HpHbR residues 36–296 adopt a rod-like structure with a length of 110 Å and approximate diameter of 15 Å (Fig. 1c,d). It is composed of three long helices (I, II and VI) with two small helices (III and IV) forming a bulging head region at the membrane-distal end. No electron density is observed for the C-terminal region (residues 297–378), which is linked to the membrane via a GPI anchor, indicating a flexible or disordered structure. A single disulphide bridge (Cys49–Cys197) connects helices I and III and thereby provides stability to the head region. The structure of T.b. brucei HpHbR is highly similar to the recently described structure of T. congolense HpHbR7(Fig. 1d) and 202 Cα atoms can be superimposed with a r.m.s.d. of only 2.2 Å. However, the two structures differ in the conformation of the membrane-associated end. T.b. brucei HpHbR has a bent conformation due to kinking of helices I, II and VI, whereas T. congolense HpHbR has a straight conformation. Furthermore, the C-terminal extension (T.b. brucei HpHbR residues 297–378) is substantially shorter in T. congolense HpHbR (residues 272–275) (Fig. 1d,e). The difference in length may correlate with difference in thickness of the VSG coat in T.b. brucei and T. congolense, allowing both receptors to extend above the VSGs for interaction with Hp–Hb7.
Binding interfaces
The Hp–Hb–HpHbR structure also for the first time reveals the structure of the human Hp–Hb complex that has previously failed to form high-resolution diffracting crystals32. The human Hp–Hb is essentially similar to the recently determined porcine Hp–Hb complex30 with two CCP domains merging into a CCP fusion domain via β-strand swapping (Fig. 1a). Hp–Hb binds along the side of HpHbR and interacts primarily with residues from helices I and II (Fig. 2a; Supplementary Fig. 4). The Hp-binding site on HpHbR is formed by residues from helix I (residues 68–85) and two residues from helix VI (residues 256 and 259), whereas the βHb-binding site is formed by residues from both helix I (residues 56–70) and helix II (residues 157–165) (Fig. 2a; Supplementary Fig. 4). Furthermore, residues from the loop region between helices III and IV (residues 200–202) also contact βHb. The interface between HpHbR and Hp buries a 1,618-Å2 surface area, whereas the interface between HpHbR and βHb buries 1,491 Å2. In total, the interaction between Hp–Hb and HpHbR buries a 3,013-Å2 surface area.

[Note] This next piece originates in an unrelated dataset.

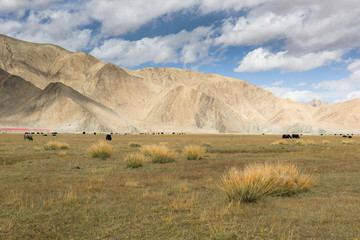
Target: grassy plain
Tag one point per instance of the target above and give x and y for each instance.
(71, 195)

Several surface-exposed loops from Hp are involved in binding to HpHbR. These are exclusively located in the second β-barrel subdomain of the serine protease-like domain, except for a single residue in the C-terminal part of the Hp α-chain (Asn157). In addition to van der Waals contacts, electrostatic interactions are formed between Hp Lys270 and HpHbR Glu259, Hp Asp305 and HpHbR Lys85 and Hp Glu365 and HpHbR Lys256 (Fig. 2c; Supplementary Fig. 4). Hydrogen bonds are formed between Hp Asn157 and the main chain carbonyl of Thr68 and between Hp Lys345 and HpHbR Ser73. Also, the main chain carbonyl of Gly276 forms a hydrogen bond with HpHbR Gln75. HpHbR recognizes residues from βHb helices C, E and F. From βHb helix C, Arg40 engages in electrostatic interactions with HpHbR Glu70 (Fig. 2d; Supplementary Fig. 4), whereas the main chain carbonyl of C-helix residue Ser44 forms a hydrogen bond with HpHbR Ser161. Lys59 from βHb helix C forms electrostatic interactions with HpHbR Glu165 and a hydrogen bond with HpHbR Ser161. From βHb F-helix, Lys95 form electrostatic interactions with HpHbR Glu57 and a hydrogen bond with the main chain carbonyl of HpHbR Ser202 (Fig. 3a; Supplementary Fig. 4).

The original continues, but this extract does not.